C'est l'occasion indiquée pour nous d'interpeller les Elus du peuple congolais sur le péril de la Nation avec les turbulences du moment. Un large recul dans le temps permet seul de comprendre parfois la portée des éléments qui se déroulent sous nos yeux, même de ceux dont nous sommes les acteurs attentifs au 3è millénaire.
Mozart, pensait-il devenir le Maitre universel et incontestable de la musique ? Jean de la Fontaine soupçonnait il, dans la distraction légendaire de ses fables, qu'elles seraient des siècles plus tard apprises et récitées avec tant de ferveur ? Montesquieu savait il que « son esprit des lois » servirait de matrice à la Constitution de plusieurs pays de la planète terre au 2è siècle dernier et ce, jusqu'à nos jours ? « Gouverner c'est prévoir » dit-on. A vous donc de contrôler l'action des gouvernants au sein du Parlement, la maison par excellence de la démocratie et bastion du pouvoir législatif et vigilent. Donc critique. Gouverner, faut-il le rappeler est un art, sa pratique commande de distinguer l'important de ce qui est secondaire et de s'en tenir aux grandes lignes. Tous les arts ont leur règle et l'une des plus intangibles pour qui est appelé à faire la loi, est de donner l'exemple en respectant la légalité, c'est-à-dire, le respect des textes en vigueur dans la République renaissante.

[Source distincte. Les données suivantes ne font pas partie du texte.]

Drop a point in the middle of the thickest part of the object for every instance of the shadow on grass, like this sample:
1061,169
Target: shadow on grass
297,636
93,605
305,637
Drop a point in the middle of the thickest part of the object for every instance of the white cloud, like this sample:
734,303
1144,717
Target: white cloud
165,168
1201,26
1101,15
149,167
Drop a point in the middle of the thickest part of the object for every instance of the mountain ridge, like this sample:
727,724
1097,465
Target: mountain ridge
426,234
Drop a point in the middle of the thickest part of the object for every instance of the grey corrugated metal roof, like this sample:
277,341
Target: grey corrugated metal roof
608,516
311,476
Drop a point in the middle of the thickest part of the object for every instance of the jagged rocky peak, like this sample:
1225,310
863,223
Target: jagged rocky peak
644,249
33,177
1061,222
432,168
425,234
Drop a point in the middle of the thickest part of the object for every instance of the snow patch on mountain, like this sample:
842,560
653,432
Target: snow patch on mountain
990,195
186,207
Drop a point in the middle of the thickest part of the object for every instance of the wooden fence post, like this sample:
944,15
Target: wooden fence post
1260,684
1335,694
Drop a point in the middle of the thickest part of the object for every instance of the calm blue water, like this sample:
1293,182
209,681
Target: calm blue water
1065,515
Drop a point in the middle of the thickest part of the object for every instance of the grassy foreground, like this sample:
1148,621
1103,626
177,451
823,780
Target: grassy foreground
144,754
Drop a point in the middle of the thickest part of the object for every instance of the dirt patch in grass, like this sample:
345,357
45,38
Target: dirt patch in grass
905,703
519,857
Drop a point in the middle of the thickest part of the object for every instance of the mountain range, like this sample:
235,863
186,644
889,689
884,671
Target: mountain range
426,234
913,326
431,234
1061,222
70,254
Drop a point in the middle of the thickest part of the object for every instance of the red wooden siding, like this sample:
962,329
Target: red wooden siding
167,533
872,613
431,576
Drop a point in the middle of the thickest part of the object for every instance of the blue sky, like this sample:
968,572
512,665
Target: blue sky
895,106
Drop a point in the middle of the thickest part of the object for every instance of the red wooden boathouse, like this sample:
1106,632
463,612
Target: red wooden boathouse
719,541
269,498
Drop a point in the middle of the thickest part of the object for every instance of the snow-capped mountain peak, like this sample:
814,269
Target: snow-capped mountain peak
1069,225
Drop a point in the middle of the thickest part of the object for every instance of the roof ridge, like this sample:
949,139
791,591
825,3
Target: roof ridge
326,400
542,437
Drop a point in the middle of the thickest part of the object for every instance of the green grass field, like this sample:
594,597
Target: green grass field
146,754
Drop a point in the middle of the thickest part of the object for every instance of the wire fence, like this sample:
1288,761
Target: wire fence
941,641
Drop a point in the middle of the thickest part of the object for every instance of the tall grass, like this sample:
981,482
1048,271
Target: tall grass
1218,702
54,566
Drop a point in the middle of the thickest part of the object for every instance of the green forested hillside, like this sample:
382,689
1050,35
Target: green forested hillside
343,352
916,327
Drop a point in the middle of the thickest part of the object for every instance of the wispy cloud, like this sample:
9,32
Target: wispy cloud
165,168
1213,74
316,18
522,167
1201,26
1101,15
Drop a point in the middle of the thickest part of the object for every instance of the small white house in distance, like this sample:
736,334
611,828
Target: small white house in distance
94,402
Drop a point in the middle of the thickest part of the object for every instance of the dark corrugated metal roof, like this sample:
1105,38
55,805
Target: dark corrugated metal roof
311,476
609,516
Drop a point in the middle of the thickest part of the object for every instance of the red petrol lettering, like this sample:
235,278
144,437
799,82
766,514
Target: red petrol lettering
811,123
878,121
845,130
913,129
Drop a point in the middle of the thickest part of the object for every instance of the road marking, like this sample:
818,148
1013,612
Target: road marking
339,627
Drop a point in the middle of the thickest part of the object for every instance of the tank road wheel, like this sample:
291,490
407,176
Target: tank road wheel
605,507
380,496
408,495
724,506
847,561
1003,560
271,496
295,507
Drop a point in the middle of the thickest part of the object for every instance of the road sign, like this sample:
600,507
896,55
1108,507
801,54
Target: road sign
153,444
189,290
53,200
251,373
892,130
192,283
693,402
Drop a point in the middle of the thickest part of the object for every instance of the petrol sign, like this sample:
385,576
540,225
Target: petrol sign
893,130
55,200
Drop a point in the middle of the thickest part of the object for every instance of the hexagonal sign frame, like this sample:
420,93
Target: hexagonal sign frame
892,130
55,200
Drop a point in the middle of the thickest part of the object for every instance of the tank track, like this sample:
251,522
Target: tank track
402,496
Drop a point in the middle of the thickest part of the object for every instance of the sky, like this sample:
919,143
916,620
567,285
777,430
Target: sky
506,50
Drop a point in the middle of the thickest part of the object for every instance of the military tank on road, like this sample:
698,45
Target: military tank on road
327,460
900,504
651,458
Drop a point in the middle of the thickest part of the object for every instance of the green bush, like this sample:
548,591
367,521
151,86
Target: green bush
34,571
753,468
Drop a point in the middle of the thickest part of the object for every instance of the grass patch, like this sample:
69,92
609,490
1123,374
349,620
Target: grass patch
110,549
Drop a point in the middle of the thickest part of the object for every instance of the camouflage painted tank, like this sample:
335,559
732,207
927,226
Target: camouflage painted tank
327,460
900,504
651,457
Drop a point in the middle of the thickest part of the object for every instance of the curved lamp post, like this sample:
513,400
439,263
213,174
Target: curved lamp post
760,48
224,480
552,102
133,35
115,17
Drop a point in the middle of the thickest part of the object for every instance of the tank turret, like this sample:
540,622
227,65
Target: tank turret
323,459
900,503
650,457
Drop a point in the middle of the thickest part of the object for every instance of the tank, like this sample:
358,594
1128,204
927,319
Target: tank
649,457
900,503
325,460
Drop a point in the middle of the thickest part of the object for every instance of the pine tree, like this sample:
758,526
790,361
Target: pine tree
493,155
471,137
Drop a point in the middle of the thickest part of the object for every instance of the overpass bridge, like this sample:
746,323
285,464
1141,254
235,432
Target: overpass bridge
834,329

Faut-il que nous vous rappelons, encore s'il le faut, que la bible, l'évangile, le coran, les plus grands livres de tous les siècles, sont sortis du désert. Ils ont été rédigés par des gens qui savaient à peine écrire, mais savaient penser et avec le temps de réfléchir. S'il faut donc réfléchir après eux, commençons par résoudre la crise de légitimité des Députés provinciaux, des Gouverneurs et des Sénateurs en organisant, au même moment, les élections locales municipales et provinciales au suffrage universel direct comme prévu en 2006. Et, ainsi de suite, au suffrage universel indirect avec les Gouverneurs, les Sénateurs avant le respect du cycle électoral législatif et présidentiel de 2016. La liquidation des arriérés législatifs est un impératif pour la mise en œuvre de la décentralisation et de l'effort du développement attendus depuis 2009 ou 2010. En dehors de ce processus légal, ce n'est ni plus ni moins que la déstabilisation annoncée de l'Etat néo-patrimonial du Congo.